Keir Hardie, the first leader of the Labour Party, recognised this. He declared first-past-the-post as unfit for purpose, especially outside a two-party system, and the Labour Government of 1929-31 actually introduced a Bill for electoral reform which was held up by the House of Lords until the Government collapsed. With Labour's success in 1945, the party's commitment to a fairer voting system was quietly forgotten.
And so we are left with this impasse: Labour decry those on the Left who stand against them as stooges for the Tories because of how the voting system works. And yet they refuse to change that system for all sorts of spurious reasons, but at its core is the repeated mantra that we are a two-party country and the choice we face is purely binary.

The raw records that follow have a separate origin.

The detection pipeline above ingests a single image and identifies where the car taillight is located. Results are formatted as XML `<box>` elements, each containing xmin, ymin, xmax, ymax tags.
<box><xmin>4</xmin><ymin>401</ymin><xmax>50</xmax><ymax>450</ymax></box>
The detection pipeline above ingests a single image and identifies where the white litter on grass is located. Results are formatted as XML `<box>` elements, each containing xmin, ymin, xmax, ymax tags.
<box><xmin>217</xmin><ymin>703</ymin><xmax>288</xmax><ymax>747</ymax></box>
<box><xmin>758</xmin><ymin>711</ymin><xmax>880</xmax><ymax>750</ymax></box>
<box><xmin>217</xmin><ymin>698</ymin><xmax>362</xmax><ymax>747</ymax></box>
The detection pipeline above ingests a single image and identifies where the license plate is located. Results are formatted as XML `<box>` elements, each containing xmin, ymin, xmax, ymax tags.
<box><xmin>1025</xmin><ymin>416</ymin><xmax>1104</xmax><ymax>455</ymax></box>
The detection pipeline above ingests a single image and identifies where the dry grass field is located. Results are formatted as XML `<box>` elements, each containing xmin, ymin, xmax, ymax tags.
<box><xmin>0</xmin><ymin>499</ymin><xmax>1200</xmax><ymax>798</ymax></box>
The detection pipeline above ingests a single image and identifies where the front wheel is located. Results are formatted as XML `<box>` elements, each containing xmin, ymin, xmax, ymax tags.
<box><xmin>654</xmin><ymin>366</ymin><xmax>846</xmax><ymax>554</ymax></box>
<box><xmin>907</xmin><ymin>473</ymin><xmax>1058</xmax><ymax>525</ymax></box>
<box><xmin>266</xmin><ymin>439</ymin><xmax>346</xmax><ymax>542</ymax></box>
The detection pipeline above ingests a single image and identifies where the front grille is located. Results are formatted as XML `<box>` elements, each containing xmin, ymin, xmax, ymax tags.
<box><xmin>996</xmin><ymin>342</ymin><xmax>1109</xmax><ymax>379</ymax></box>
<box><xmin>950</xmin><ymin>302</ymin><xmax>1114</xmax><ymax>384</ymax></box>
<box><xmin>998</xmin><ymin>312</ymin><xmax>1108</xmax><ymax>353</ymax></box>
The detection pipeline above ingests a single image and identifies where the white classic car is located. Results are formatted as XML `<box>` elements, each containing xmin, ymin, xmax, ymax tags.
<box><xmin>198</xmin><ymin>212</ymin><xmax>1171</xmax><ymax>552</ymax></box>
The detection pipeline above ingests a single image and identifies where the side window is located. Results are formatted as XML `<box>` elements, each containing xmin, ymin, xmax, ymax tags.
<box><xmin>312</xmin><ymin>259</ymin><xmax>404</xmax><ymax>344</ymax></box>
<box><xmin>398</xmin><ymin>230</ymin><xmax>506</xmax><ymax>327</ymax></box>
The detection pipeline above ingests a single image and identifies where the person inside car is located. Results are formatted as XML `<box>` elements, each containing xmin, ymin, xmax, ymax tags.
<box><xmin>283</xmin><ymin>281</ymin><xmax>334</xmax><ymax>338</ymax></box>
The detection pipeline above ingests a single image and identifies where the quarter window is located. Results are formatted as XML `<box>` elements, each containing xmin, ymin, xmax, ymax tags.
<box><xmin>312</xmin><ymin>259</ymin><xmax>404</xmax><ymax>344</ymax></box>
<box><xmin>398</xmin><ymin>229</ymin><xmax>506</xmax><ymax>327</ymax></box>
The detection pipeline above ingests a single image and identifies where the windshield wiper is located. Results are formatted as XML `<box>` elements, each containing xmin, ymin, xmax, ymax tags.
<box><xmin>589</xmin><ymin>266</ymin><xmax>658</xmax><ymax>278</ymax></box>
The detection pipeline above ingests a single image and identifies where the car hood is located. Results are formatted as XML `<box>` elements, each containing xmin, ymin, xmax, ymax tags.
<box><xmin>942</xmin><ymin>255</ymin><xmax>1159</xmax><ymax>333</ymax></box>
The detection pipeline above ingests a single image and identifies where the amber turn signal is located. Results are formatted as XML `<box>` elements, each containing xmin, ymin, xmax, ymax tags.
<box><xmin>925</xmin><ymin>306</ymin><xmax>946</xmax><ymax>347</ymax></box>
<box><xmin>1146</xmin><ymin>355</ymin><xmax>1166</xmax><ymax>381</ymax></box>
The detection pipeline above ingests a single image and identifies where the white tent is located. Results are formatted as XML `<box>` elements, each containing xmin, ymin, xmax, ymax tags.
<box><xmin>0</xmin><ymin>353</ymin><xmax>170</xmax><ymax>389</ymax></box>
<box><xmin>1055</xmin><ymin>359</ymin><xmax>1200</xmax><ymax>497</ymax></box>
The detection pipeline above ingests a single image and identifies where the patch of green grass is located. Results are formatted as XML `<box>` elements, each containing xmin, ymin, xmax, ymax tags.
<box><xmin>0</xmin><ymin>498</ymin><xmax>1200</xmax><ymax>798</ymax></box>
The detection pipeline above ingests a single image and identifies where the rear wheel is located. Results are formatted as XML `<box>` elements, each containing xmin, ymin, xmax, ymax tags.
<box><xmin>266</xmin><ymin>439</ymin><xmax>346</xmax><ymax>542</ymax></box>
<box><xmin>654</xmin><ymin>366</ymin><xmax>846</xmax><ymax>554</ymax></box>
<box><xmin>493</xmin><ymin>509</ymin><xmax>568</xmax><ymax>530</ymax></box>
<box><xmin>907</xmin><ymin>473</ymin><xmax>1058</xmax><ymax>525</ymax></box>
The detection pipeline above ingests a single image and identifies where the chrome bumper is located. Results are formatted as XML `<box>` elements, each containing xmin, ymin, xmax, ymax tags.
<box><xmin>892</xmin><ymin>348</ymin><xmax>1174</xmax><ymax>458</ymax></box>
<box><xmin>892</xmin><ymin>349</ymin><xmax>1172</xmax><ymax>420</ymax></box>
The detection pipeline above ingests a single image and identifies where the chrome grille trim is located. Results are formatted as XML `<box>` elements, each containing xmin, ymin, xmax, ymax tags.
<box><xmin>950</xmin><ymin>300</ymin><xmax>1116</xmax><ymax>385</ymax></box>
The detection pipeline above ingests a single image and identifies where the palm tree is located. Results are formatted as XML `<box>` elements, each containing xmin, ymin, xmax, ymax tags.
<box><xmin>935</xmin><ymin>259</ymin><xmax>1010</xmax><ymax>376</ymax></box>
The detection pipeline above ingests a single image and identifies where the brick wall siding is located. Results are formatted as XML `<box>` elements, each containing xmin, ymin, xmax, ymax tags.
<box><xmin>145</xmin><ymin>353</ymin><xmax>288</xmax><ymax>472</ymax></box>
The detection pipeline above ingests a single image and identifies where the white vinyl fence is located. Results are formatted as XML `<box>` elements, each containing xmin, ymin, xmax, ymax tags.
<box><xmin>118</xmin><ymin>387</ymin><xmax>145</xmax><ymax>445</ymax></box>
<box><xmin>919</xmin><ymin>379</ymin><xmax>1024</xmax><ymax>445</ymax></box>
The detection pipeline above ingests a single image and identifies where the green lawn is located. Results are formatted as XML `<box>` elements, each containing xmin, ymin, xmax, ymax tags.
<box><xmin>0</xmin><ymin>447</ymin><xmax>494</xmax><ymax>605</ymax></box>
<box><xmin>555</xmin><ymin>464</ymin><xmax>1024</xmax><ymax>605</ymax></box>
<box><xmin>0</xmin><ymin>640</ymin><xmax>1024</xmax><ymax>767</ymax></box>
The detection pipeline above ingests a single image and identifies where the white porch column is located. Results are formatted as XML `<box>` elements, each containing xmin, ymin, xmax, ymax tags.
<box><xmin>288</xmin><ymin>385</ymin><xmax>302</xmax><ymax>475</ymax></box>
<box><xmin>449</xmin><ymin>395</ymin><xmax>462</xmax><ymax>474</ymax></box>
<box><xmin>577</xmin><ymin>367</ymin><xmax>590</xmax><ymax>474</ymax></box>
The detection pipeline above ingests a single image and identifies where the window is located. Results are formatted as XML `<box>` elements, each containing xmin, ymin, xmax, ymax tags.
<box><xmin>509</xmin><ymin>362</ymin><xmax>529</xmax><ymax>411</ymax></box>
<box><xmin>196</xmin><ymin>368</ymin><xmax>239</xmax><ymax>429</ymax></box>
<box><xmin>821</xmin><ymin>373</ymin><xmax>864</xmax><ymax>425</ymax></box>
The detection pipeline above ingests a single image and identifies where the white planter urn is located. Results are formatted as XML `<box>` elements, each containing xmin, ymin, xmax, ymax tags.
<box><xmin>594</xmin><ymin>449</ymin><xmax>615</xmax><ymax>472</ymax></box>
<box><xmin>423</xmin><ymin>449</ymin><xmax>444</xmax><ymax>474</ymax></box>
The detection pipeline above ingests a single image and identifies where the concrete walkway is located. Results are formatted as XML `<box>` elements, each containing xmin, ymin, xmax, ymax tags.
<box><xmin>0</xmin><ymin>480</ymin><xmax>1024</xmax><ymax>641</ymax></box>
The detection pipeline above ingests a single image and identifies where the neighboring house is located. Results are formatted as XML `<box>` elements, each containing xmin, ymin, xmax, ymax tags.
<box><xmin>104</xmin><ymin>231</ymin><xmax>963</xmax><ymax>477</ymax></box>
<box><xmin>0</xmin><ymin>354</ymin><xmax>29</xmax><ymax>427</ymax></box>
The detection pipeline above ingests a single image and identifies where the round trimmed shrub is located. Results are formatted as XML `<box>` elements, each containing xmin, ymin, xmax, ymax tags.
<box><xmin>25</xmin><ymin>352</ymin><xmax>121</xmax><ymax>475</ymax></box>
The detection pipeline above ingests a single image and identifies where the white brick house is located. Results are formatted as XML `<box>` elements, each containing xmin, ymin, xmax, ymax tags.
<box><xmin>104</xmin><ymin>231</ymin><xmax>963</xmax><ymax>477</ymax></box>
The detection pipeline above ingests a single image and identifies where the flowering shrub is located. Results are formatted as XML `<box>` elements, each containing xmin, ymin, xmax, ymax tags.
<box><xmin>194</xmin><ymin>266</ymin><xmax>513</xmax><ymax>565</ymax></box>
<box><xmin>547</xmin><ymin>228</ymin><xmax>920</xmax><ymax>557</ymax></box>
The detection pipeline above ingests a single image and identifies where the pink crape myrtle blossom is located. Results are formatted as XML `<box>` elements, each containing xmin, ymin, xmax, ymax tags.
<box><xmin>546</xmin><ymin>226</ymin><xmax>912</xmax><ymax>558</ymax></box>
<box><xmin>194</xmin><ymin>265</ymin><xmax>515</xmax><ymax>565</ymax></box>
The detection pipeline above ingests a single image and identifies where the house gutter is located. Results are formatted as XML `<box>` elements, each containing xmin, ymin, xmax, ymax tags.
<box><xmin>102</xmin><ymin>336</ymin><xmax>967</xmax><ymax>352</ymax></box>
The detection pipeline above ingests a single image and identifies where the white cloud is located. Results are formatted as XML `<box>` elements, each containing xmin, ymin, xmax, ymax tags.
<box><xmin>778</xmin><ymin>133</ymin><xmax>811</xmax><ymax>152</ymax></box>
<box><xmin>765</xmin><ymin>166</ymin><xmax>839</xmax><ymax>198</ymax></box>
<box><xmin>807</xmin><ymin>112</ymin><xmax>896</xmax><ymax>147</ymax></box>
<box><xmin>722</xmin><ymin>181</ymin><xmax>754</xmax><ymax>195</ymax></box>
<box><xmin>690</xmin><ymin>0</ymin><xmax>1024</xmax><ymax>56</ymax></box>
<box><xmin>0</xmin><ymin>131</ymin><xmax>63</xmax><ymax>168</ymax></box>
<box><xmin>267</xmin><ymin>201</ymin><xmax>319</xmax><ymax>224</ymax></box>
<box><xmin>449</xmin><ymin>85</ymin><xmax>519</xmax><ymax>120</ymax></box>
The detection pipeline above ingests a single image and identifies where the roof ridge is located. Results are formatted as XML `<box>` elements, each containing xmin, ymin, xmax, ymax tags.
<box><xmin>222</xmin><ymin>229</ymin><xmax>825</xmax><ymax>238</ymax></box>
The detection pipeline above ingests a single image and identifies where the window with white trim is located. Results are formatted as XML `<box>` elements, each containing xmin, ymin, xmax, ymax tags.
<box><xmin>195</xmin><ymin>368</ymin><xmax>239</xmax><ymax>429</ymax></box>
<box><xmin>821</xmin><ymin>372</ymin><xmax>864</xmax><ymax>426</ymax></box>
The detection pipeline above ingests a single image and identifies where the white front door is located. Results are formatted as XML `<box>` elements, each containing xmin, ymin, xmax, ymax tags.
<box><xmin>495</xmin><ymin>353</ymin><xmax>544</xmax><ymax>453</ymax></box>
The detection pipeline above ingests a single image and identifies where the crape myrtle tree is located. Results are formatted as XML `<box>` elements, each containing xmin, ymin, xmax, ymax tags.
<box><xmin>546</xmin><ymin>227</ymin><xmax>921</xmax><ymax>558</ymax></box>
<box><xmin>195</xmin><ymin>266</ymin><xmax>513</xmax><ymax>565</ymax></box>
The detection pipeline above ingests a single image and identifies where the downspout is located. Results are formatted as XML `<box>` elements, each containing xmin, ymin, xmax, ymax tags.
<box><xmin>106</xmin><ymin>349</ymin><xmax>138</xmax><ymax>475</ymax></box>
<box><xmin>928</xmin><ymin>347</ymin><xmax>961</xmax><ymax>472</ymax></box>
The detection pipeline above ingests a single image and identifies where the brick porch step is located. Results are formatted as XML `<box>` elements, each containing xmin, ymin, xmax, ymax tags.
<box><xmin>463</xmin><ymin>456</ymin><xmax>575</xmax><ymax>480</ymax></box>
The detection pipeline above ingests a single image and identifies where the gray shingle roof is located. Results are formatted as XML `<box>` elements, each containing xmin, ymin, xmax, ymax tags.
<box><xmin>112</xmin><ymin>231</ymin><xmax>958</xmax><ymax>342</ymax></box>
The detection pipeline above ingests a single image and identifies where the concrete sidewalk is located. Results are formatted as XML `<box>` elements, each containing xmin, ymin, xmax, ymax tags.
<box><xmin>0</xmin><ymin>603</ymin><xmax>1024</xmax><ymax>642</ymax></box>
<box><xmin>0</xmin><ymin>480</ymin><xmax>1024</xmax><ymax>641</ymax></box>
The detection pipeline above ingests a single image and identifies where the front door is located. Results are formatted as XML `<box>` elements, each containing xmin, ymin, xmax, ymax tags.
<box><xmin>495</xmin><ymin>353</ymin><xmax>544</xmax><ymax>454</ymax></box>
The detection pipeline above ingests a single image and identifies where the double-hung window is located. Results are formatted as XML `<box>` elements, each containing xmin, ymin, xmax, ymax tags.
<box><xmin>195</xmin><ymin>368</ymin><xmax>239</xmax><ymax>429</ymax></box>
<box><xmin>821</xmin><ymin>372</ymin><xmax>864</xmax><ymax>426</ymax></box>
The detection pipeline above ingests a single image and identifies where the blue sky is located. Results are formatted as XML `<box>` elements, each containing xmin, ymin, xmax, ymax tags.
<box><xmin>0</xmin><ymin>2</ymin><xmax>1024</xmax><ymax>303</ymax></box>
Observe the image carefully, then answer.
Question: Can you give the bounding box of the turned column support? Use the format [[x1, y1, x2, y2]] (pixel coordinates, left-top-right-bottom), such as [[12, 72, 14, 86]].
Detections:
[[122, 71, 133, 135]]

These claims however are a denial of reality. While in 1951 97% did indeed vote Tory or Labour, in 2015 that figure was just 65%, with more people (35%) voting for "minor parties" compared to Labour's total of just 29%. Just look at Scotland, where the SNP virtually eliminated Labour and where the party continues to fall relentlessly and the claim that UK politics are binary is immediately swept away. And while UKIP is clearly on the wane in England, this is largely because the hard right Tories have adopted their agenda - there is no dividend for Labour. The Greens, meantime, while not at breakthrough, have continued to grow steadily in elected representatives and their current poll ratings show them at least likely to equal if not just yet better their record 2015 showing.
So what on earth possesses Labour, including Jeremy Corbyn, like some sort of Death Wish?
The announcement of a Progressive Alliance and real reciprocation between Labour, Greens, Plaid and the SNP up to the close of nominations on Thursday would produce a wave of support far beyond the current sum of its parts. The Tories have decried such an entity as a "Coalition of Chaos", but it is in fact the thing they fear most - because far more unites these parties than divides them. Faced off against the lacklustre Tory campaign, an alliance would catch the popular imagination and reinvigorate the political landscape.
And yet, although it is technically possible even now, there is little sign of it from the Labour ranks. Regrettably, and almost certainly in vain, Corbyn puts his party's tenuous and frankly impossible unity ahead of the needs of the country. For the sake of trying to conjure up the illusion of a two-party contest, Labour risk delivering Britain into the grim reality of a One Party state.
In the current situation, there is no space for any other party to offer an alternative. Jeremy Corbyn represents a chance for an alternative, and to say anything else is political naivety.